Case Presentation: A 14yo girl presented with syncope and 4 days of URI symptoms. She had no past medical or family history.
On presentation, she was hypotensive with mildly elevated lactate, troponin, and BNP, and an unremarkable ECG and chest radiograph. Initial echocardiogram showed normal LV function. Cardiac MRI revealed a pericardial effusion and increased myocardial wall enhancement. Infectious and rheumatologic workup was notable only for Parainfluenza 1 on nasal swab.

Over the next 24 hours her condition significantly worsened. She developed multi-organ failure including cardiogenic shock, transaminitis, renal insufficiency, and altered mental status requiring intubation and vasopressors. There was a rapid increase in pericardial fluid causing tamponade and she underwent an emergent pericardial window procedure. She was subsequently placed on extracorporeal membrane oxygenation (ECMO) for rapid deterioration in cardiac function with an ejection fraction of 15% despite optimal inotropic support.

Over the next week, she showed significant improvement and was successfully decannulated. Inotropes were weaned with the addition of carvedilol and lisinopril. At discharge 3.5 weeks after admission, her cardiac function had normalized.

At follow up 2 months after discharge, the patient’s echocardiogram was essentially normal and her carvedilol and lisinopril were discontinued. She continues to do well 12 months out with normal cardiac function off all medications.

Discussion: Myocarditis is a sequela of certain viral infections.

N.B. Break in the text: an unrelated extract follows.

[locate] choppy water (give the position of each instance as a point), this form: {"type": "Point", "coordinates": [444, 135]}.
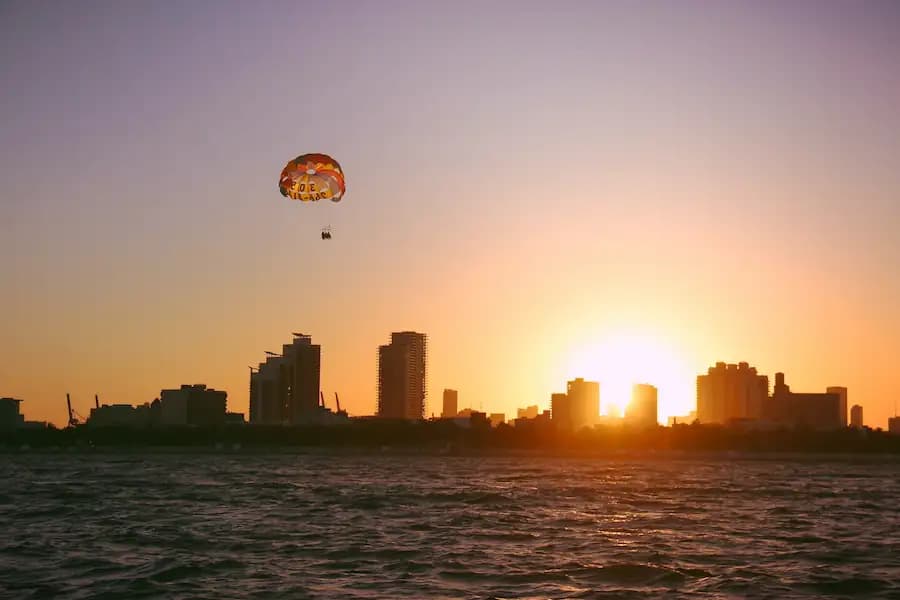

It is relatively rare among children and there is a range of presentations from self-limited to fatal. Fulminant myocarditis is characterized by rapid deterioration and hemodynamic collapse.

Human parainfluenza I (HPIV-1) is a virus that usually causes mild upper respiratory tract infections. There are case reports of parainfluenza 2 and 3 causing fulminant myocarditis, but there are no cases of fulminant myocarditis secondary to parainfluenza 1.

Endomyocardial biopsy had previously been the diagnostic standard. However, tracheal aspirate PCRs are highly correlated with myocardial PCRs and are safer, making this the typical method of diagnosis now.

Many cases are treated symptomatically while some require inotropic and vasopressor support. Ventricular assist devices or ECMO may also be required. Fulminant myocarditis can lead to long-term morbidity, but of those that do survive, many recover normal heart function. IVIG and steroids are sometimes used, though they are not typically recommended.

We present a case of fulminant viral myocarditis in a patient with a viral prodrome and HPIV-1. Previous work has suggested high correlation with nasal or tracheal swabs and tissue samples, so we can reasonably attribute this case to HPIV-1. Our patient ultimately did well with normalization of cardiac function.

Conclusions: Fulminant myocarditis is a rare, rapidly progressive and frequently fatal disease with unclear diagnostic criteria and treatment modalities. As we describe, it can be diagnosed in the setting of rapidly progressive heart failure and positive PCR test for viral infection. Originally, enteroviruses were believed to be the main cause of viral myocarditis, but this case adds to the growing list of respiratory viruses associated with viral myocarditis. The main treatment should be supportive care without steroids or IVIG and ECMO when less invasive interventions fail.